Когда я вступал в партию, мы аплодировали тому, кто был в партии уже двадцать лет, мы понимали — он видел Веймар с Эттерсберга, а Шанхай — под пятой Чан Кайши, он обивал пороги консульств в Марселе и бюро по найму в Нью-Йорке, он видел колючую проволоку в Швейцарии и пустые миски на Мальорке, маки в долине Харамы и дым над Берлином за черным дымом Ораниенбурга, а когда он видел Сталинград, за ним лежала Сибирь.
Мы знали тогда, где остались зубы, и фаланги пальцев, и добрые слова, знали, откуда у сорокалетних седые головы и застывшая гримаса боли и что голубые цифры на запястье не следы моряцкого озорства, мы понимали, что жесткость тона и аргументов вела свое начало от купленного дорогой ценой чувства правоты, слишком часто этим людям приходилось расплачиваться за слабость.
Кто был двадцать лет членом партии, когда я вступил в нее, был членом партии столько лет, сколько я прожил, стало быть, целую жизнь. А теперь я двадцать лет член партии, но это не просто половина человеческой жизни, это совсем иная, чем раньше, половина совсем иной жизни.
Нет, я вовсе не хочу сказать, что эта половина менее весома, чем та, другая, что на одной стороне — все, а на другой — ничего.

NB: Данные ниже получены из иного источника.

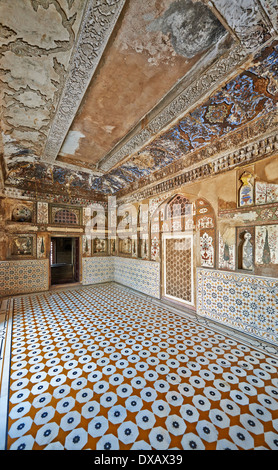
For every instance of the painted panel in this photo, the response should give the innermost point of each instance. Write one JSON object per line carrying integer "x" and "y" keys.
{"x": 178, "y": 267}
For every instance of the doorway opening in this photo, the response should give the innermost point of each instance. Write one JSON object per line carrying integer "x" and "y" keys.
{"x": 64, "y": 260}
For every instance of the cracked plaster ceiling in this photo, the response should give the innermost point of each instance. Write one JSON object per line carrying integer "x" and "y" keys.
{"x": 100, "y": 95}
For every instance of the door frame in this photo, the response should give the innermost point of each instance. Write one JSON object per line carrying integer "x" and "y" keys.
{"x": 73, "y": 236}
{"x": 178, "y": 235}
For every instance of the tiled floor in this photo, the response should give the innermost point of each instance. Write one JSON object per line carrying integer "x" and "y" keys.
{"x": 104, "y": 368}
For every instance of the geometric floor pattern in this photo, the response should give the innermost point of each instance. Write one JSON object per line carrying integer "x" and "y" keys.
{"x": 102, "y": 368}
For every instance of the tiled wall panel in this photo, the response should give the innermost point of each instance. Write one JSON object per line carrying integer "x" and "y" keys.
{"x": 140, "y": 275}
{"x": 242, "y": 301}
{"x": 23, "y": 276}
{"x": 97, "y": 270}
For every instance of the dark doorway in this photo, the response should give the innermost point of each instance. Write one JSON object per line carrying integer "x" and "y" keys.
{"x": 64, "y": 260}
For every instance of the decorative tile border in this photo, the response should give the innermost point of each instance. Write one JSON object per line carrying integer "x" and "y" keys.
{"x": 23, "y": 276}
{"x": 140, "y": 275}
{"x": 242, "y": 301}
{"x": 97, "y": 270}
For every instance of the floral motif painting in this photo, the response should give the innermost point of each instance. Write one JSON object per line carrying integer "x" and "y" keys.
{"x": 266, "y": 193}
{"x": 206, "y": 250}
{"x": 42, "y": 212}
{"x": 22, "y": 246}
{"x": 226, "y": 255}
{"x": 266, "y": 244}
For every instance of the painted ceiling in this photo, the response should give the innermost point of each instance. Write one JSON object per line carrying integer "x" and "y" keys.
{"x": 99, "y": 97}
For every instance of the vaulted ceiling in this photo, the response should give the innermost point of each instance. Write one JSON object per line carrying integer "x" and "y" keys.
{"x": 104, "y": 97}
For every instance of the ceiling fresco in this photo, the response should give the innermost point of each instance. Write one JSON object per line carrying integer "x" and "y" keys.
{"x": 250, "y": 95}
{"x": 99, "y": 97}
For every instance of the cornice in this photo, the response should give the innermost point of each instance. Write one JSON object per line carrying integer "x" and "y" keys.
{"x": 98, "y": 22}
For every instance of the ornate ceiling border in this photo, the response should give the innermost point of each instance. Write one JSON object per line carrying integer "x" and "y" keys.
{"x": 99, "y": 20}
{"x": 251, "y": 26}
{"x": 256, "y": 144}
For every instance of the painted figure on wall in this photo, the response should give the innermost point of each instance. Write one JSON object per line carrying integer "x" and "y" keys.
{"x": 246, "y": 190}
{"x": 247, "y": 252}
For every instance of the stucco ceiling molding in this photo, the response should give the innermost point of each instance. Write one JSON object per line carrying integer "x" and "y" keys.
{"x": 259, "y": 149}
{"x": 193, "y": 93}
{"x": 96, "y": 28}
{"x": 248, "y": 22}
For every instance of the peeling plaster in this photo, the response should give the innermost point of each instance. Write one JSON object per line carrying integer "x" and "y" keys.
{"x": 71, "y": 143}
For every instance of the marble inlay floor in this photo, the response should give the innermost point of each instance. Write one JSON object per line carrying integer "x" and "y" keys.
{"x": 103, "y": 368}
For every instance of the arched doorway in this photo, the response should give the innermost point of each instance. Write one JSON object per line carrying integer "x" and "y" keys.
{"x": 182, "y": 238}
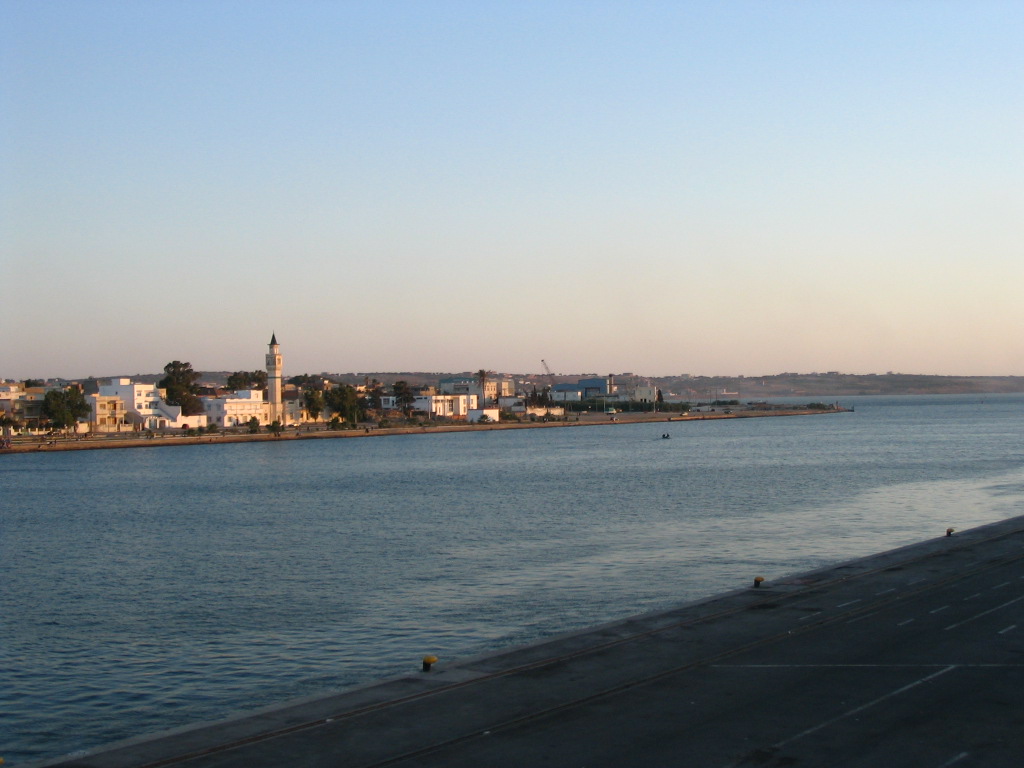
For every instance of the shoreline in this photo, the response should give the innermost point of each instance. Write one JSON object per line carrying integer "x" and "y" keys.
{"x": 102, "y": 441}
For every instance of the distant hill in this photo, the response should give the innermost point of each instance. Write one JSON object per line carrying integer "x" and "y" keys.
{"x": 702, "y": 387}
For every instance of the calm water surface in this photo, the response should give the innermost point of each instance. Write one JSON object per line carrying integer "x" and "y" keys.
{"x": 148, "y": 589}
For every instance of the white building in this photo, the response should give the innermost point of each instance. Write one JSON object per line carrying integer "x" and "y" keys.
{"x": 238, "y": 409}
{"x": 492, "y": 390}
{"x": 145, "y": 408}
{"x": 437, "y": 406}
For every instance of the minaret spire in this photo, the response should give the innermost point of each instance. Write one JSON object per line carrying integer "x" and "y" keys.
{"x": 273, "y": 382}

Подобное разделение — в характере Арлекина, как замечает господь бог в песне санкюлотов, я же хочу только не упустить из виду разницу между двумя двадцатилетиями.
В моем двадцатилетии речь никогда не шла о жизни и смерти, а всегда только о жизни, справедливой, полезной, спокойной, мирной, честной.
Мне в моей жизни тоже приходилось за многое расплачиваться, но бреши в желудке, если б таковые, упаси боже, у меня были, приключились бы от столовской жратвы и в первую голову от жратвы беспорядочной — то пришли гранки, то отчет не готов, то фото запороли или сотрудник попался упрямый, а шеф — еще упрямее; а бреши в легких, если б таковые, не дай бог, у меня были, приключились бы от табака — на первых порах забористого, крепкого, из соседского садика, затем не менее забористого, прибывшего от наших друзей из совхозов, а теперь изысканного, с химическими наполнителями, дрезденского,— тоже следы запоздавших гранок, затянутых сроков, жарких споров, раскритикованных концепций, слабых материалов, проигранных словесных дуэлей и даже выигранных, трудных, а то и слишком легких решений, следы усилий руководителя и страданий рецензента, рубцы великих битв с бухгалтерами и главбухами, подписчиками и поставщиками бумаги, секретаршами и районными секретарями, невозмутимыми профессионалами и взволнованными дилетантами, с делегатами и делегациями, с начальниками, председателями и предписаниями, следы денно и нощно кипящей битвы ради прогресса, шрамы, нажитые в борьбе за действительное, единственное, истинно немецкое чудо.
Вот чем обернулись бы эти бреши, и потому я не признаю деления Арлекина и не свожу на нет свое двадцатилетие, не отвергаю того, что имело место не на Эбро и не в справедливом сражении на Волге, не стыжусь, что проливал за наше дело не кровь, а всего-навсего пот, что отливал из свинца не пули, а буквы, что изготовлял из бумаги не листовки, а газеты, что сражался в классовом бою не в те годы, а в эти.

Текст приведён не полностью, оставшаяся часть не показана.